Alternatively, multinucleation could suggest a rudimentary form of conidia that have not yet evolved cell cycle control mechanisms, the evolutionary benefit of which might be rapid germ tube emergence. In fact, our previous studies demonstrated that AC germinated much more rapidly than either A. fumigatus
or A. terreus
PC, and this study found that the AC formed multiple germ tubes (). Similar to our study, in A. oryzae
, multinucleate conidia had a higher germination efficiency than uninucleate conidia.24
Additionally, late stage germination of both A. terreus
PC and AC culminates in production of hyphae on which grow more AC, which in turn polarize in multiple directions to quickly form several more hyphal extensions. In spite of differences in germination potential between the two conidial forms, once both conidia achieved germination, the ensuing developmental stages appear to proceed comparably resulting in similar mycelial masses as assessed visually under a microscope (data not shown).
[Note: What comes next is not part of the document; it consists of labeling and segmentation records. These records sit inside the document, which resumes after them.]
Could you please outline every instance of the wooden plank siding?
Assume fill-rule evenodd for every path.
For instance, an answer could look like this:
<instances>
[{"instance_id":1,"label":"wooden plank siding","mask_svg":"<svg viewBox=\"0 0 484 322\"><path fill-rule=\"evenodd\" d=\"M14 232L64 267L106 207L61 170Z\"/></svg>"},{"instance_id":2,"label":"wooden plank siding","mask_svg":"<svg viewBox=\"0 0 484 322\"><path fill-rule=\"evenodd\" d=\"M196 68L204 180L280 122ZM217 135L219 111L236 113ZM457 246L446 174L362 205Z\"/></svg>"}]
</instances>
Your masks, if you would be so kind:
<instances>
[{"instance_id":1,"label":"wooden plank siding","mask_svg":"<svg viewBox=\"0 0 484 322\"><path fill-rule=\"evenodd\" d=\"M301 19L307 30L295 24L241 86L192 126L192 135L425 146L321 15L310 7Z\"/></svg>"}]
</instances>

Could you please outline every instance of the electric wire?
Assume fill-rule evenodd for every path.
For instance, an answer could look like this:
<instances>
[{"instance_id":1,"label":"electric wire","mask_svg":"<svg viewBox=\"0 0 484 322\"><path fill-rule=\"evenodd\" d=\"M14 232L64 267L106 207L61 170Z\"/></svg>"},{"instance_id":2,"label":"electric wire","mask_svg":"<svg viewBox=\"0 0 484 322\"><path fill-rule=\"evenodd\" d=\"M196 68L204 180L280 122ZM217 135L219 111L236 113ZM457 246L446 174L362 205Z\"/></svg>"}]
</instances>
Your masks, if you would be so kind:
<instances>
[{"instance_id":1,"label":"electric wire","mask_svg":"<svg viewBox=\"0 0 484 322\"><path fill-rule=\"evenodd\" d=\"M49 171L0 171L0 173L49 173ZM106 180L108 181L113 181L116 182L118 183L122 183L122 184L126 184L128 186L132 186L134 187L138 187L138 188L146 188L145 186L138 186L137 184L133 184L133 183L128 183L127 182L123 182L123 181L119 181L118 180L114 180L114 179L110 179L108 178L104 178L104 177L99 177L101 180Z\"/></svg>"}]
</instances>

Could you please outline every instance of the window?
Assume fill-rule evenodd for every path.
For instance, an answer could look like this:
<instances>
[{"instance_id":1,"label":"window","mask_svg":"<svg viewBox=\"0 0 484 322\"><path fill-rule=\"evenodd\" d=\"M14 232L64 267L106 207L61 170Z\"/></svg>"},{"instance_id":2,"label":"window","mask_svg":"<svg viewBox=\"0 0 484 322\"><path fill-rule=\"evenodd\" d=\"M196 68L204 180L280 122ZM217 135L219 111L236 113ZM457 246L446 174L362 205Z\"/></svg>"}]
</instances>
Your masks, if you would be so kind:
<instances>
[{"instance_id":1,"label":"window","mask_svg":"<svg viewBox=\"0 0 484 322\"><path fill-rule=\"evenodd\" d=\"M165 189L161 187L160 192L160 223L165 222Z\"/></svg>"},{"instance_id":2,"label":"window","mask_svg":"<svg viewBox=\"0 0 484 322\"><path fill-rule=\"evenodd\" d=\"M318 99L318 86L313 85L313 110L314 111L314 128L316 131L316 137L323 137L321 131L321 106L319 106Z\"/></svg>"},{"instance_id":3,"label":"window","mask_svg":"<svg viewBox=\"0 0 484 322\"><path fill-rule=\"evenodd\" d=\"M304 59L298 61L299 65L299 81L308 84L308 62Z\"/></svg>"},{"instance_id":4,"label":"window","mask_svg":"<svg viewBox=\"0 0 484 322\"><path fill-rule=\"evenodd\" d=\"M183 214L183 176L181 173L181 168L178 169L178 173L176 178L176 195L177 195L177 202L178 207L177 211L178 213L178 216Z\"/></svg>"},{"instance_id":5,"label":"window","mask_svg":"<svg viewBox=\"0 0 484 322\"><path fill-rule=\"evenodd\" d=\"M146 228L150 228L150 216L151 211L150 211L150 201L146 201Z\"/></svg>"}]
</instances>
The ability for each AC to produce multiple hyphae and subsequently more AC, thus ultimately more hyphae in a very short period of time perhaps sets the stage for rapid invasion and dissemination during infection in spite of inducing strong immune responses.
In summary, our study demonstrates phenotypic differences between A. fumigatus and A. terreus, specifically β-glucan display. Additionally, we demonstrate differences in cell surface β-glucan between the two A. terreus asexual conidia, elucidate the role of AC in inducing inflammatory responses in a mouse model of aspergillosis, and demonstrate multinucleation and hyperpolorization in these structures, all of which may contribute towards the pathogenicity of this organism.